Clients should tend to connect to the AP with the best signal. Try to reduce the signal from each AP (smaller antenna, lower power, ...), and spread the APs.
None of these are very deterministic.
Is there a way the router can keep count on DHCP clients served through each AP?
Client association under 802.11 is at the clients’ whim. Nothing is either deterministic or reliably controlled by the AP under the standards.
That won't work. If a client can't DHCP, it would keep retrying the same AP and never connect to anything. Android might also eventually block out the whole SSID presuming that the network is broken.
I can't understand why the OP wants to have clients evenly distributed over multiple APs.

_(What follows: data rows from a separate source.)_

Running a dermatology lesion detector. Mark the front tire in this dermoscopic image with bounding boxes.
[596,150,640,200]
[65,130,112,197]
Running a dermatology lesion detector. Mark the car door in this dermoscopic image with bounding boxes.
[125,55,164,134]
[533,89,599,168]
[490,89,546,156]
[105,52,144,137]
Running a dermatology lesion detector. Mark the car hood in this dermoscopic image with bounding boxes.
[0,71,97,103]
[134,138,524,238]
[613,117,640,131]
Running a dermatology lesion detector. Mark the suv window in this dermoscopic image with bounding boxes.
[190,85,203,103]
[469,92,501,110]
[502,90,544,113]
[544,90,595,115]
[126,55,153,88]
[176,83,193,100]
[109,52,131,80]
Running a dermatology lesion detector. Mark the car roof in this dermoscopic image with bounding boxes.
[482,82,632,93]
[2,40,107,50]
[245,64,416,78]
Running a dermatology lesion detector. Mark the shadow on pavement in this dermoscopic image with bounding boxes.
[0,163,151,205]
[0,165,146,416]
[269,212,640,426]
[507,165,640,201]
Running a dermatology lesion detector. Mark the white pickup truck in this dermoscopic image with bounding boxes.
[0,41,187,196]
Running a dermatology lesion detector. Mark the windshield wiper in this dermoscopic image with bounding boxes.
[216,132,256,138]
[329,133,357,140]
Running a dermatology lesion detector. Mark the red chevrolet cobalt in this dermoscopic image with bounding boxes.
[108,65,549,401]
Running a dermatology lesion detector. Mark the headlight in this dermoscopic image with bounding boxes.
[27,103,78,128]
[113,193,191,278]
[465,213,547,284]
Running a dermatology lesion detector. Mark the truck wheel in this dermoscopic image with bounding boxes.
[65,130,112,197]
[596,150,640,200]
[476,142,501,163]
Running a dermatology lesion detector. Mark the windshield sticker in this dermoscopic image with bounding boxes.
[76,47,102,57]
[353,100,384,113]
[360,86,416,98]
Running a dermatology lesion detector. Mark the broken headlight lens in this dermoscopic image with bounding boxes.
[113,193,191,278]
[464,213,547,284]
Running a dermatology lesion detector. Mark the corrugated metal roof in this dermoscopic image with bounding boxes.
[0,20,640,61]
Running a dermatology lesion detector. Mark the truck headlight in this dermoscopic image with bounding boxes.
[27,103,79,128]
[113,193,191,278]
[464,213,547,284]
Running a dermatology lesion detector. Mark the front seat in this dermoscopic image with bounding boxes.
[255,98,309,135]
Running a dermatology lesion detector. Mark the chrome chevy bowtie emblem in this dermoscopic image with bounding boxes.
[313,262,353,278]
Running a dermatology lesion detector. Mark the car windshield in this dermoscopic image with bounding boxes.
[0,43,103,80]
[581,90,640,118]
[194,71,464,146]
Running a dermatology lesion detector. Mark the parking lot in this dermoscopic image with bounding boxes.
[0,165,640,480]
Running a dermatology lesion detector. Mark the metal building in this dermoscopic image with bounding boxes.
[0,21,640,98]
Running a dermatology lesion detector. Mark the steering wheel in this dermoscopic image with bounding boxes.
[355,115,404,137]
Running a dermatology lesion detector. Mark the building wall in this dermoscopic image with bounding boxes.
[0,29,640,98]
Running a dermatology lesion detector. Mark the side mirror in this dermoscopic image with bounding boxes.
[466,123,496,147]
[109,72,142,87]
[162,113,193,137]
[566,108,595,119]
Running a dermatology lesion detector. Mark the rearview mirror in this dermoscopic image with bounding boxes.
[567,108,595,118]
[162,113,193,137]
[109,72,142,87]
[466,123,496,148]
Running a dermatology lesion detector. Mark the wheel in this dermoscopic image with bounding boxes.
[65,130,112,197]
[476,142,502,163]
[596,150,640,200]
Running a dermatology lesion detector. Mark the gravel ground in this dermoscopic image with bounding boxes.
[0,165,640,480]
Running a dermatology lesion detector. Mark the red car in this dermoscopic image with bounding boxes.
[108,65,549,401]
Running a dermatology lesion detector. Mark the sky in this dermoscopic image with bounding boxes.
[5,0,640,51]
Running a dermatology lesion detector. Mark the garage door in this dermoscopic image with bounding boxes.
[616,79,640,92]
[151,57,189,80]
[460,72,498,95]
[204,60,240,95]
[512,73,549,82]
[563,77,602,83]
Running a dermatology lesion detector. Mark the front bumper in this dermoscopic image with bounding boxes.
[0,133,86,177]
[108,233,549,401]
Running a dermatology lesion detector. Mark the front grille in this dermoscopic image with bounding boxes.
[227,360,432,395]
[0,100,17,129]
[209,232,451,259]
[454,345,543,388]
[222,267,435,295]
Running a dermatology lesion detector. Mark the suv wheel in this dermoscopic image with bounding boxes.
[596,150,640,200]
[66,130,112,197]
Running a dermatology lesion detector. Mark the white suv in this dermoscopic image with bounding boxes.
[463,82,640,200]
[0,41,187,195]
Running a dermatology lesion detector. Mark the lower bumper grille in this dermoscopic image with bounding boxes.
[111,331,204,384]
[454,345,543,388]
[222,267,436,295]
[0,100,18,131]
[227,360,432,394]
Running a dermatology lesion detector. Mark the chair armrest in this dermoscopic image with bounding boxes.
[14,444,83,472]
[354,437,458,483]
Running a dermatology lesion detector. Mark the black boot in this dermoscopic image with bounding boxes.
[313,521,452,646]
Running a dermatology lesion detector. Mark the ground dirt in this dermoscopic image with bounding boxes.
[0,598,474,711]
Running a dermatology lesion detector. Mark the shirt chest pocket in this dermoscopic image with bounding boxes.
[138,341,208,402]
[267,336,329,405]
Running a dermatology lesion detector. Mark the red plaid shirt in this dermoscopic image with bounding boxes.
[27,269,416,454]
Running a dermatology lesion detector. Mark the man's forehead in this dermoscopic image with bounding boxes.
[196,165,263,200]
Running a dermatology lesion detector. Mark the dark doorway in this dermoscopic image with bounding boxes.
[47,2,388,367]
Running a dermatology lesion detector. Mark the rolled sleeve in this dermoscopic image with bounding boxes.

If the APs are on the same channel, they will interfere and performance will be much worse than having all clients on one AP
If all APs are on different channels but in the same physical location, then performance will be only slightly better than all clients on a single AP
The only real reason to run a multi-AP setup is to increase coverage, and in this case, you do NOT want clients evenly distributed - you always want them on the AP with the strongest signal.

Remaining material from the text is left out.